There have been more than 90 terrorist incidents since the beginning of the year, according to the federation head. Yet its annual conference near Belfast heard ministers were deluded about the gravity of the threat and persisting in running down the Full-Time Reserve, dismantling the intelligence networks and defortifying barracks.



Mr Spence said: "These hasty and indeed costly decisions were taken by people dazzled with the excitement of devolution.



"They were determined to see a new horizon of peace. Where they saw peace, most of us, who have lived and policed here, saw only an illusion and tried to tell them so but to our cost, they claimed to know better.



"Those who have come to serve in Northern Ireland should recognise the centuries-old nature of the divisions which plague our communities. Those divisions remain deep-seated."



He said the extra 1,000 officers could come from a mixture of the existing police reserve and the rest through recruitment, which has been frozen, including 50/50 take-up of Catholics.



Policing and justice powers were devolved to the Northern Ireland Assembly in April and David Ford appointed the first Justice Minister.



He was in the audience at the conference near Comber, Co Down, which was attended by over 170 delegates and representatives of UK, Ireland and other international police associations.



Since the beginning of the year there have been eight bomb and 15 gun attacks as well as serious rioting leaving officers injured.



Mr Spence added: "What makes this issue more frustrating for the federation is the capacity for self-delusion amongst ministers and politicians."



Fifty-four people have been charged with terrorism offences since the beginning of the year.

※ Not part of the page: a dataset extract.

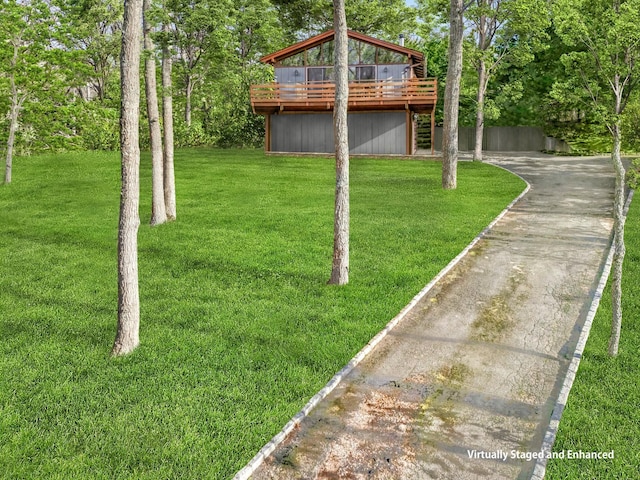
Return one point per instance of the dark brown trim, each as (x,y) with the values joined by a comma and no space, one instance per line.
(267,133)
(433,132)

He added the threat must be addressed before the 2012 Titanic anniversary and Derry's City of Culture year in 2013 or tourists could be put off.



He also called for:



:: Powers of hot pursuit across the border with the Irish Republic for at least five miles when chasing terrorism suspects;



:: Better understanding and dialogue between loyal orders and residents' groups to avoid parades-related violence;



:: The completion of the £142 million police, prison and fire service college near Cookstown, Co Tyrone;



:: Lengthy prison sentences for terrorists.



:: Water carried in cannons to deter rioters should contain a dye to help identify offenders;



:: Withdrawing state benefits from parents with rioting children.



Mr Ford welcomed much of his speech but warned there were tough times ahead.



"We need to reward people fairly for the role they play but we have to accept that there are no sacred cows," he said.



He added: "We don't have the unlimited funds that all public bodies would dream to have."